In the 1980s, the city and Amtrak attempted to fund a second renovation with a private partner, but plans fell through. In 1991, Amtrak constructed a rectangular concrete and glass station building on the north side of the tracks, in front of the passenger tunnel. Access from the south was blocked off. In 1999, the original station building was renovated at a cost of $7 million for use as commercial space. The front parking lot was expanded on a slope to the west; it covered much of the ground level (similar to the station before 1915). The mechanical building and the covered ramp to the trolley station were removed. A strip mall was built just to the east, with balustrades and archways referencing the historic station. The passageway from the subway station, long closed, was likely buried at this time. The 1901-built station building was listed on the National Register of Historic Places on July 8, 1999.

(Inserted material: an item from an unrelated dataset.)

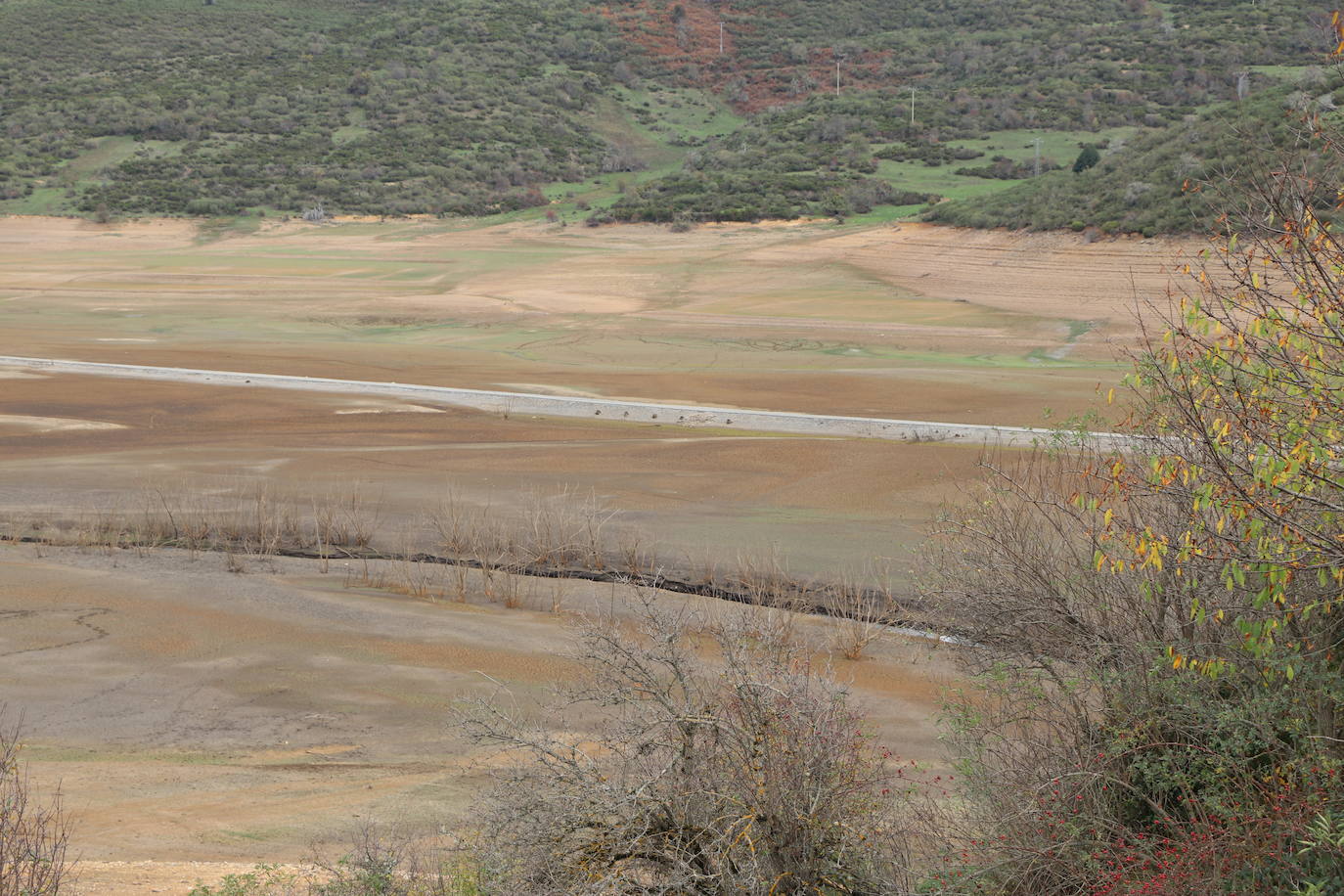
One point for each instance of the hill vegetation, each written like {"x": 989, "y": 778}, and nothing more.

The Amtrak ticket office was closed in April 2001 as part of austerity measures. Vandalism also forced the closure of elevators. The same year, SEPTA proposed closing the station because it served few inbound commuters. However, advocacy from the Delaware Valley Association of Rail Passengers, which showed that the station was more heavily used by commuters from the Chestnut Hill West Line changing to SEPTA Trenton Line trains and Amtrak Clockers to Trenton and New York, succeeded in persuading SEPTA to keep the station open for the time being. By 2005, no official decision had been made to permanently keep the station, but SEPTA planned repairs to the deteriorated platforms.

In 2010, a renovation of North Philadelphia subway station was completed. This included restoring the Glenwood Avenue headhouses, closed for decades before, which improved connections to the mainline station.